ECLI:NL:GHAMS:2016:777
Gerechtshof Amsterdam
- Hoger beroep
- Rechtspraak.nl
Klacht tegen een toegevoegd kandidaat-gerechtsdeurwaarder over onterechte weigering tot terugbetaling van vakantiegelden
In deze zaak heeft klager een klacht ingediend tegen een toegevoegd kandidaat-gerechtsdeurwaarder, omdat deze ten onrechte heeft geweigerd om vakantiegelden, die sinds 2010 waren geïncasseerd, aan klager terug te betalen. Klager stelt dat deze inhoudingen onrechtmatig zijn, gebaseerd op een uitspraak van de Hoge Raad van 31 oktober 2014, waarin werd bepaald dat er geen beslag mogelijk is op vakantiegeld dat boven de beslagvrije voet uitkomt. De kamer voor gerechtsdeurwaarders te Amsterdam heeft de klacht van klager ongegrond verklaard, en het Gerechtshof Amsterdam bevestigt deze beslissing.
Het hof heeft de procedure in hoger beroep behandeld zonder mondelinge behandeling, op verzoek van klager en met instemming van de gerechtsdeurwaarder. De zaak is op 22 december 2015 in raadkamer behandeld. Klager heeft in zijn beroepschrift zijn standpunt uiteengezet, waarin hij stelt dat de gerechtsdeurwaarder had moeten afzien van het innen van de vakantiegelden totdat er duidelijkheid was over de rechtsgeldigheid van de inhoudingen.
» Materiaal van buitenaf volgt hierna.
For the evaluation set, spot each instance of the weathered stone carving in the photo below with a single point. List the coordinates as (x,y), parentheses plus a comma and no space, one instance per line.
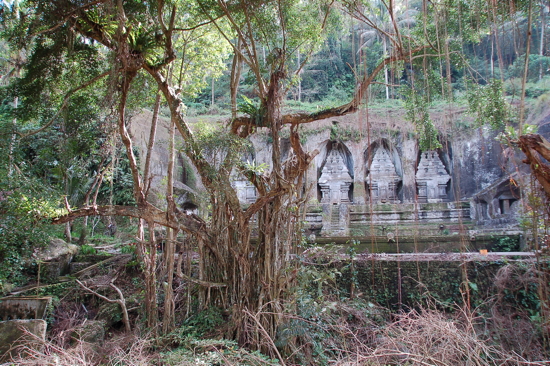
(382,179)
(431,178)
(245,191)
(335,180)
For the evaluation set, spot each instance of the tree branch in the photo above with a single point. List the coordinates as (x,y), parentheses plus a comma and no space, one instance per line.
(189,223)
(63,105)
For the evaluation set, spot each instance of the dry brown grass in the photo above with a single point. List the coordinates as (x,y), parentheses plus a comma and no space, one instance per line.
(124,350)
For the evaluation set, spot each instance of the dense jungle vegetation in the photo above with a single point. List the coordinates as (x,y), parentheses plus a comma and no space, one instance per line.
(74,72)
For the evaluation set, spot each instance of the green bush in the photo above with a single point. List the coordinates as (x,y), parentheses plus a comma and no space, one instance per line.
(23,230)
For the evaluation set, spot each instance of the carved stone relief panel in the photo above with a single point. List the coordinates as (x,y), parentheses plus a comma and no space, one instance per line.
(382,179)
(431,178)
(335,180)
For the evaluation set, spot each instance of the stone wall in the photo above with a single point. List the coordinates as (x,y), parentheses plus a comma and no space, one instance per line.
(370,171)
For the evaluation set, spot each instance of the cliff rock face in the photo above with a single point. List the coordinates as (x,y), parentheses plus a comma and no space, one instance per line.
(370,174)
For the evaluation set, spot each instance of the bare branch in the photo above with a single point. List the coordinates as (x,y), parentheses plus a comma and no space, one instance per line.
(64,104)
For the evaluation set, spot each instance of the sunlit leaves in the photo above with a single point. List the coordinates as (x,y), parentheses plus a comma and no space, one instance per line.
(488,104)
(417,105)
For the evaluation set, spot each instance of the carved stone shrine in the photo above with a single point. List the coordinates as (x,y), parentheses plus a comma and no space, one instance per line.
(431,178)
(382,179)
(335,180)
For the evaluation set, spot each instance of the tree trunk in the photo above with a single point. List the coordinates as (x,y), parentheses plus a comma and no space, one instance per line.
(169,320)
(236,69)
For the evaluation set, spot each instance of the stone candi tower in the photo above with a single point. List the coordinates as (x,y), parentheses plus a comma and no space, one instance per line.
(335,180)
(382,179)
(431,178)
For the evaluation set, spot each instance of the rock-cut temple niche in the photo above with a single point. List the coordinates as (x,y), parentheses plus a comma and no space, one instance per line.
(431,178)
(382,180)
(335,180)
(246,192)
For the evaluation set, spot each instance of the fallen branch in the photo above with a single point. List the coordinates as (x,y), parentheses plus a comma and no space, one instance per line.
(120,301)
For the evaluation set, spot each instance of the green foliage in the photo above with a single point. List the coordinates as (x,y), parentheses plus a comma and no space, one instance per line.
(218,146)
(344,133)
(417,113)
(25,211)
(254,110)
(204,322)
(213,352)
(506,244)
(487,103)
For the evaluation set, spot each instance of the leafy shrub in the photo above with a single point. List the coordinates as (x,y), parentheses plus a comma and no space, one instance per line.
(24,228)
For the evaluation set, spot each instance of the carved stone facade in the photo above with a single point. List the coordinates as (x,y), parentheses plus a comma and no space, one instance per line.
(382,179)
(431,178)
(335,180)
(245,191)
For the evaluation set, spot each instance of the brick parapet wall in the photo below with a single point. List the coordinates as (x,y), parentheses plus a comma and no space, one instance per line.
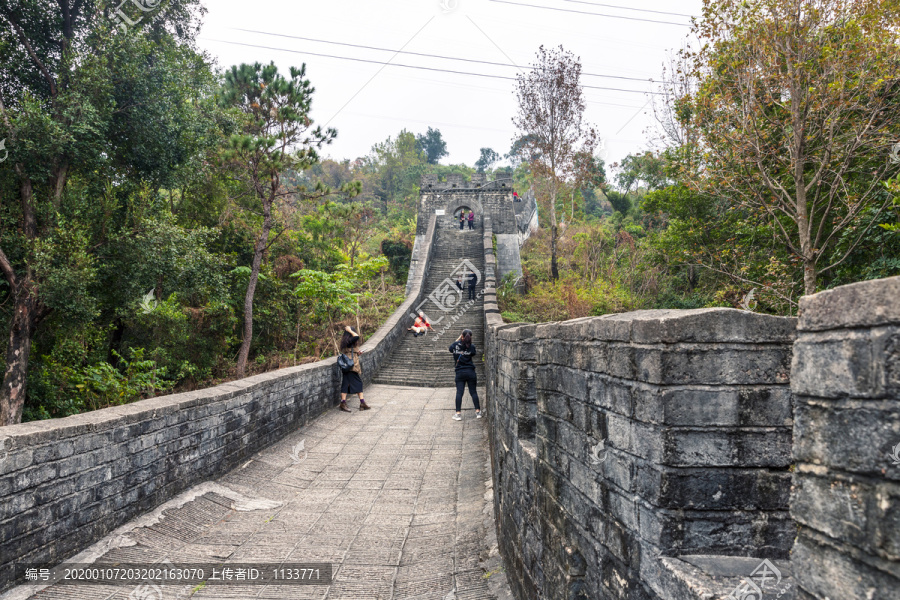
(65,483)
(846,500)
(693,410)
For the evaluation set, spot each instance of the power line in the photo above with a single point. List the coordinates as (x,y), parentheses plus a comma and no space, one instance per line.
(582,12)
(378,62)
(469,60)
(647,10)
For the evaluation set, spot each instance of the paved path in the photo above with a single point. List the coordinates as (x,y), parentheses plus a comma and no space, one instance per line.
(395,497)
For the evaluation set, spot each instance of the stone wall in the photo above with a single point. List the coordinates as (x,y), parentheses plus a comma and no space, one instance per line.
(618,440)
(649,455)
(65,483)
(624,438)
(846,501)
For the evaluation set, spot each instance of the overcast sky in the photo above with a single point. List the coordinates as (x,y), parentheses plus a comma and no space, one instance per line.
(368,102)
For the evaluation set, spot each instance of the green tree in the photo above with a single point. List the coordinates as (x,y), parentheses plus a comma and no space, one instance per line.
(432,144)
(487,160)
(796,113)
(276,136)
(645,171)
(399,164)
(69,84)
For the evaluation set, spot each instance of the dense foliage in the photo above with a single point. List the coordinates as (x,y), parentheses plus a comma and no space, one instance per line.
(147,201)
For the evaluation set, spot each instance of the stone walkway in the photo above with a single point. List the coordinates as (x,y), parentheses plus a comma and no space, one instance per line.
(396,498)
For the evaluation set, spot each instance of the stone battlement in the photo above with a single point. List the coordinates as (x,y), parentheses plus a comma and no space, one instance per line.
(458,183)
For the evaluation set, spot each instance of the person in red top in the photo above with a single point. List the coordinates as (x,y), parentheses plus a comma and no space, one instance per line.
(420,326)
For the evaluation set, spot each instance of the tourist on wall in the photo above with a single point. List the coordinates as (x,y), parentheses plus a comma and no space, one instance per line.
(420,326)
(463,350)
(352,382)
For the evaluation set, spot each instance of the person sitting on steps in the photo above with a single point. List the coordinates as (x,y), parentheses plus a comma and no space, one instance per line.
(420,326)
(352,382)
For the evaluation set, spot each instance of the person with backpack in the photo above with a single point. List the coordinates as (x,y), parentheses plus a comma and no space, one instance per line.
(352,369)
(463,350)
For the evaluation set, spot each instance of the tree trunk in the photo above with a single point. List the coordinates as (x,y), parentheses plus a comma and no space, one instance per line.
(554,270)
(24,322)
(258,251)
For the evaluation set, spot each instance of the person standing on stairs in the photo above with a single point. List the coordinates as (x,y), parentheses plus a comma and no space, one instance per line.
(352,382)
(463,349)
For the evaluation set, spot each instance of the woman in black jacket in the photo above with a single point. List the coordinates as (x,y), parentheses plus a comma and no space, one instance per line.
(352,382)
(463,349)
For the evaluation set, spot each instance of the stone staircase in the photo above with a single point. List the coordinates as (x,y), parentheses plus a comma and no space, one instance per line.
(425,361)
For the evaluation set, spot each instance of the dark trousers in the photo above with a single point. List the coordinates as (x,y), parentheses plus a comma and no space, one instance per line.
(462,379)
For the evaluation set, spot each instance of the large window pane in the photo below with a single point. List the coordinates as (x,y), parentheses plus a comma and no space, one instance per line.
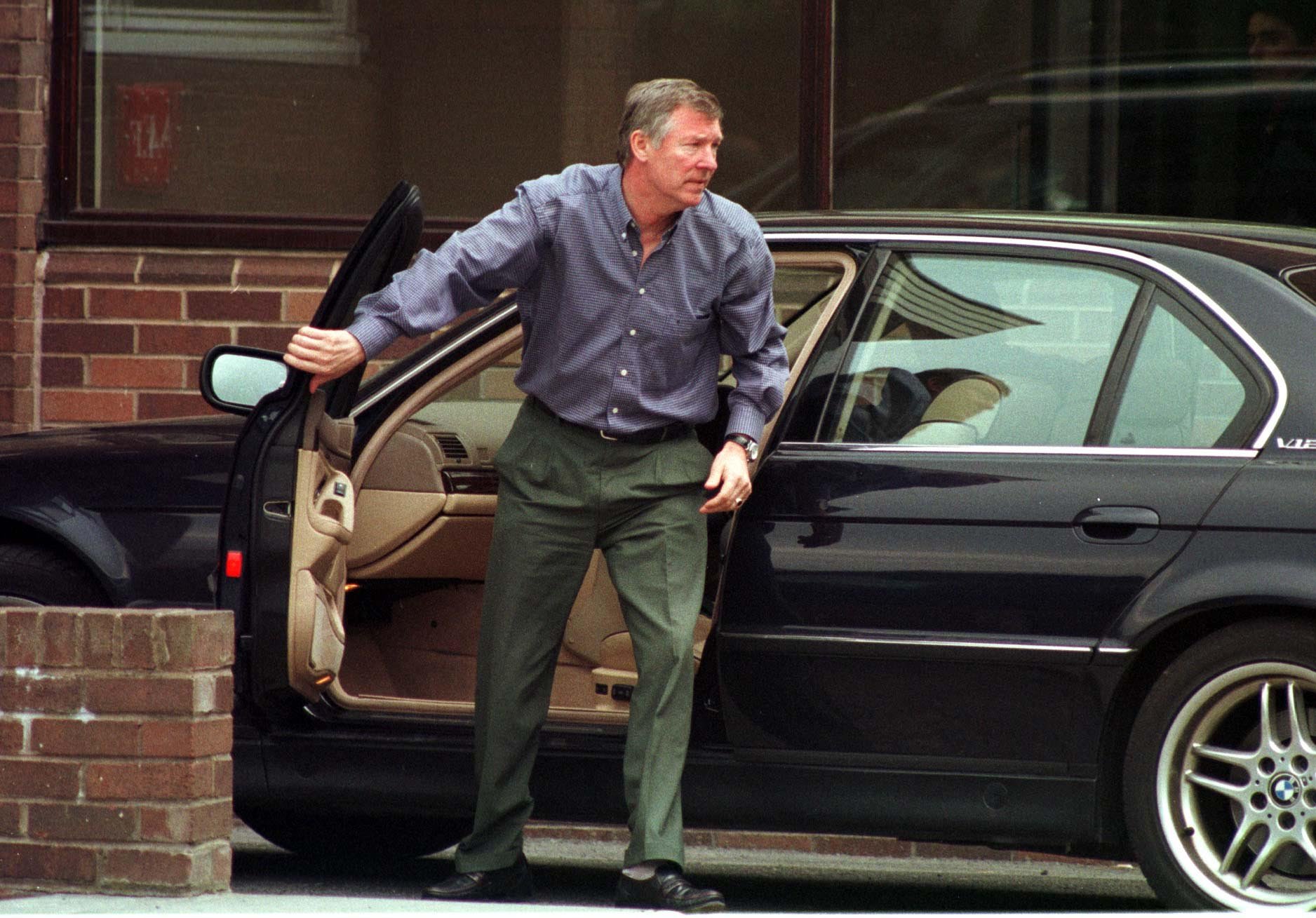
(1157,107)
(318,107)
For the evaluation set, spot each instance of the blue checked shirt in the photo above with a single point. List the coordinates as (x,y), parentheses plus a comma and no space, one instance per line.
(608,342)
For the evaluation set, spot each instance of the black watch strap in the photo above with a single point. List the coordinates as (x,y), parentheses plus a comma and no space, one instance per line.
(749,445)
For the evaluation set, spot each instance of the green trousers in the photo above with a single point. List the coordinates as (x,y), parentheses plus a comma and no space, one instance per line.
(562,494)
De gerechtsdeurwaarder heeft verweer gevoerd en betoogd dat klager niet-ontvankelijk is in zijn klacht, omdat hij niet de persoon was die het beslag heeft gelegd. Het hof oordeelt dat de klacht van klager niet gaat over de beslaglegging zelf, maar over de weigering van de gerechtsdeurwaarder om de geïnde gelden terug te betalen. Het hof concludeert dat de gerechtsdeurwaarder niet tuchtrechtelijk verwijtbaar heeft gehandeld, gezien de onduidelijkheid in de rechtspraak over de beslagvrije voet en de standpunten van betrokken instanties. De klacht wordt ongegrond verklaard en de bestreden beslissing wordt bevestigd.